If this is only affecting AMDGPU and libc, is it a problem? This optimization is very important. Of course, it would be great if it can be sped up.

I don't know if it's just a libc problem, it probably just highlights the problem since it's a considerably large application with a good number of atomic operations thanks to RPC calls. Maybe @ye-luo can let me know if he's had any compile time regressions recently. In any case a ~10x increase in link time is a little steep for a single optimization. I can always disable this pass in the libc build but I think that other large applications are going to see similar changes so we need to think of a way to do this that isn't so slow.

The newly added assertions at https://github.com/llvm/llvm-project/blob/1ebbbf1614cfdbf6d78f4f2a665cdea9cbb2beb8/llvm/lib/Target/AMDGPU/AMDGPUAtomicOptimizer.cpp#L774 and https://github.com/llvm/llvm-project/blob/1ebbbf1614cfdbf6d78f4f2a665cdea9cbb2beb8/llvm/lib/Target/AMDGPU/AMDGPUAtomicOptimizer.cpp#L802 during D147408 seems to be causing this problem. Verifying dominator tree is very expensive using assertions like this. The alternative to this check is -verify-dom-info which seems to be broken at this moment. Let me investigate.

The time for running libc tests is recovered without these assertions.

From the pass,

/ This pass optimizes atomic operations by using a single lane of a wavefront
/ to perform the atomic operation, thus reducing contention on that memory
/// location.

Could someone expand on this? The pass seems to take an atomic operation that lowers to a single instruction and replace it with a loop over active lanes, each of which calls that same instruction. How/when is that better?

foad added a comment.Jun 19 2023, 4:01 AM

The pass seems to take an atomic operation that lowers to a single instruction and replace it with a loop over active lanes, each of which calls that same instruction.

No - it takes an atomic operations that is executed by (we assume) many lanes, and replaces it with an atomic that is only executed by a single lane, because it is inside some kind of "if (laneid==0)" check.

To make this work you might have to fettle the inputs or outputs of the atomic op, to make it work "as if" it was executed many times by many lanes. E.g. for an atomic add you have to do a plus-reduction of the inputs to the many-lane atomic adds, to get the value to pass into the single-lane atomic add. That's where the loop comes in: it is one way of calculating the plus-reduction. But since it is only doing ALU work, it is still supposed to be better than running a whole bunch of serialised atomic memory operations.

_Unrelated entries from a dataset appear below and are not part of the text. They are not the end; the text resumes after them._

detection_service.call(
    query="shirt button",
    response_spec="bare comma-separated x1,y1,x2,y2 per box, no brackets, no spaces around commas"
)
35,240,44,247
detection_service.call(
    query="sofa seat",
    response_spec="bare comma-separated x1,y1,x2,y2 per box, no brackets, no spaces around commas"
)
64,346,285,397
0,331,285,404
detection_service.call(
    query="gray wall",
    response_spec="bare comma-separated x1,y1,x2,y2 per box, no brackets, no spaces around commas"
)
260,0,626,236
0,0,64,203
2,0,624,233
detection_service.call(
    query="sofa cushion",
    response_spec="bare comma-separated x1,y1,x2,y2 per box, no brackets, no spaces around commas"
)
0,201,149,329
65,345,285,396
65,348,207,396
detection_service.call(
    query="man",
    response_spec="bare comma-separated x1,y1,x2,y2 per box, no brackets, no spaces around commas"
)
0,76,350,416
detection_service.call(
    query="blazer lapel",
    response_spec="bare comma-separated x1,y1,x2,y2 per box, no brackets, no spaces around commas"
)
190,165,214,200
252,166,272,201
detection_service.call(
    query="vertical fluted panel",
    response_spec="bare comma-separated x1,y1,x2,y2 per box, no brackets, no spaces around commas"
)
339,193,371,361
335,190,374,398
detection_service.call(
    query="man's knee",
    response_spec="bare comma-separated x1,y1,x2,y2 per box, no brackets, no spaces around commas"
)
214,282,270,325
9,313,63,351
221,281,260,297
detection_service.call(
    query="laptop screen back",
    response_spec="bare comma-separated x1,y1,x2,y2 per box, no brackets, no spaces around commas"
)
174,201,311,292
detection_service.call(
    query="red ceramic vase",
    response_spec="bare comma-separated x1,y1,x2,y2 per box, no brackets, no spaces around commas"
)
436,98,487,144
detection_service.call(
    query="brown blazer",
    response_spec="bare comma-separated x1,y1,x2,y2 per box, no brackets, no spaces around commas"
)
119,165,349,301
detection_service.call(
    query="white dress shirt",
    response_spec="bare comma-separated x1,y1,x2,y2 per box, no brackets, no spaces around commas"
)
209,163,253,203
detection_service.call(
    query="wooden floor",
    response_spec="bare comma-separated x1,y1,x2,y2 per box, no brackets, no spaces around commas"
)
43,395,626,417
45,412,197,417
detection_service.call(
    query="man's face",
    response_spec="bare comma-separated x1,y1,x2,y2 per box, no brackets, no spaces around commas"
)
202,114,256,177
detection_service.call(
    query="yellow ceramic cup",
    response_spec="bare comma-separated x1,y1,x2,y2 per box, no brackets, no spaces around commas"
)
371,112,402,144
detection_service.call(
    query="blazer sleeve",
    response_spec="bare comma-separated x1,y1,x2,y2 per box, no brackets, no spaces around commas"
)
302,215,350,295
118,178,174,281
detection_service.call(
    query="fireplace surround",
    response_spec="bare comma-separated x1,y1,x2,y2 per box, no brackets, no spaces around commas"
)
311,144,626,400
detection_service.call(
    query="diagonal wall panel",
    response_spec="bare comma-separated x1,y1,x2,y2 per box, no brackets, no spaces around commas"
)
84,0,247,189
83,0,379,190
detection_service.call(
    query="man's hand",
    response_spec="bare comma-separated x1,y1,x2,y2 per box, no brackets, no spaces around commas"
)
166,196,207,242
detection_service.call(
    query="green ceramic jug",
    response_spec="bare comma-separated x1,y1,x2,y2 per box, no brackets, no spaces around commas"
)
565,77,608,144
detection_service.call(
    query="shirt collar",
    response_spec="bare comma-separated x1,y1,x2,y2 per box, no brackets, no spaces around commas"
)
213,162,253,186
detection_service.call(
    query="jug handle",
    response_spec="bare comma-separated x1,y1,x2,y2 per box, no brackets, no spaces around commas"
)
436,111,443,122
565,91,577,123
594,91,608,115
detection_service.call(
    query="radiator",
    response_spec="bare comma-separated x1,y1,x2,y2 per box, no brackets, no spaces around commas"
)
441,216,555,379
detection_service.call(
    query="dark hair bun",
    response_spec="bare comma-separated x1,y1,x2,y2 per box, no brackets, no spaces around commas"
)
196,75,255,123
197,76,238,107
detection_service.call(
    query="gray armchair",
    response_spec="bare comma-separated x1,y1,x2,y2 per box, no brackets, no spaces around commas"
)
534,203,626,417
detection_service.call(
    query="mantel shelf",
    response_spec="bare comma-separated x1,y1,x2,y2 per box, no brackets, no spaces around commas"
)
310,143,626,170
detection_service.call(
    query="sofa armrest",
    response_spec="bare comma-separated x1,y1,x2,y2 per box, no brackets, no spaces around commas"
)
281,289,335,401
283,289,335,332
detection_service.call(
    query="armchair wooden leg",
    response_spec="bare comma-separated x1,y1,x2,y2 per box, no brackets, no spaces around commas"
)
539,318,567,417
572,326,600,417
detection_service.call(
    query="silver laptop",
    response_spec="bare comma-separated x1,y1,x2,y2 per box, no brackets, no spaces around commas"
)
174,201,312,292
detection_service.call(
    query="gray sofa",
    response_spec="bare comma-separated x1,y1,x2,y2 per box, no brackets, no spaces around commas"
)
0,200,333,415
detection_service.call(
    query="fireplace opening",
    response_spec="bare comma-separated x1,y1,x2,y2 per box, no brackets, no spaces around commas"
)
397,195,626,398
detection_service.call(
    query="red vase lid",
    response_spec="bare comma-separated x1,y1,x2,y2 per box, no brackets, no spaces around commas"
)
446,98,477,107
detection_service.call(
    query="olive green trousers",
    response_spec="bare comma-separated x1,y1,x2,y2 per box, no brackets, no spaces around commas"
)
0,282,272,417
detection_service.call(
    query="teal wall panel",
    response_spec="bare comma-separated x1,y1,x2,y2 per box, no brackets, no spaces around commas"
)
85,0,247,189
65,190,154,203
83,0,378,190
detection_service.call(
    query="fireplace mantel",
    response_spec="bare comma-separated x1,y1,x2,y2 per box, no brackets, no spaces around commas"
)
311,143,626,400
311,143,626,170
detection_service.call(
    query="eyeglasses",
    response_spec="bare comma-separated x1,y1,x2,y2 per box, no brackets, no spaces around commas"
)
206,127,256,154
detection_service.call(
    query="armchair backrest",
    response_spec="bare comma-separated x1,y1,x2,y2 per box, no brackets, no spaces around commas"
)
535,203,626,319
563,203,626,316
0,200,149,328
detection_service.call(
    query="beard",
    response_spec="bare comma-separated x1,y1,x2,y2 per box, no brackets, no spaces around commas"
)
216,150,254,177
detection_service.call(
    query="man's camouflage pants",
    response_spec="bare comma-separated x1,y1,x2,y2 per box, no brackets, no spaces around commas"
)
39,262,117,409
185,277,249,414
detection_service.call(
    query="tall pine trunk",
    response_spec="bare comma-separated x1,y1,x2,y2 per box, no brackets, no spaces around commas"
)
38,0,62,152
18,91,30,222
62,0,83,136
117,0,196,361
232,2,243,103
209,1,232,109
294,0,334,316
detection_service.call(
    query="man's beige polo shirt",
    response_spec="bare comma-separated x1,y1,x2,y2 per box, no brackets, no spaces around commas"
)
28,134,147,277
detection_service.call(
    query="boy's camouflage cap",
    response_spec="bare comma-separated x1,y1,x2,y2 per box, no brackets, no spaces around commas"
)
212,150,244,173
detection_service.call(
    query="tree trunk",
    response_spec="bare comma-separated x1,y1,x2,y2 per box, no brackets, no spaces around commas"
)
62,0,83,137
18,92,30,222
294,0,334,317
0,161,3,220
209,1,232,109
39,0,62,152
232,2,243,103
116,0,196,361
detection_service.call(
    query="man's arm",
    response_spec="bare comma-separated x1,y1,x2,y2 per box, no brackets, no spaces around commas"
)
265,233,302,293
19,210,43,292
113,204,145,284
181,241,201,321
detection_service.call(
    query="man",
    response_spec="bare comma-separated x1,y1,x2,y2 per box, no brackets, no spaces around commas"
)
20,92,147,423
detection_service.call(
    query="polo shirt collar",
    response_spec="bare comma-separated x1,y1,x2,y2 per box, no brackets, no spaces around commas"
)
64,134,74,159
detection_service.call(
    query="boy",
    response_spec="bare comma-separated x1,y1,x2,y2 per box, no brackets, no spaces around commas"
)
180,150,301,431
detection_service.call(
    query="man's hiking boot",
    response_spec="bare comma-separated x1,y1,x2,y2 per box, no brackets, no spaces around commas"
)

I only have logs for the Kokkos build handy: this optimization was the second most expensive in total time with ~17% share.

@jplehr @ronlieb

This patch seems to have had catastrophic results on the build times in the libc project. See the buildbot where the build times have gone from ~15 minutes to over an hour https://lab.llvm.org/staging/#/builders/247. Reverting this patch causes the time for my to build a test to go from 55 seconds to 5 seconds. I can try to get pass timing later.

Hello @jhuber6 , Did D153261 recover the regression?

@jplehr @ronlieb

This patch seems to have had catastrophic results on the build times in the libc project. See the buildbot where the build times have gone from ~15 minutes to over an hour https://lab.llvm.org/staging/#/builders/247. Reverting this patch causes the time for my to build a test to go from 55 seconds to 5 seconds. I can try to get pass timing later.

Hello @jhuber6 , Did D153261 recover the regression?

Yes, I reverted the disabling on Tuesday.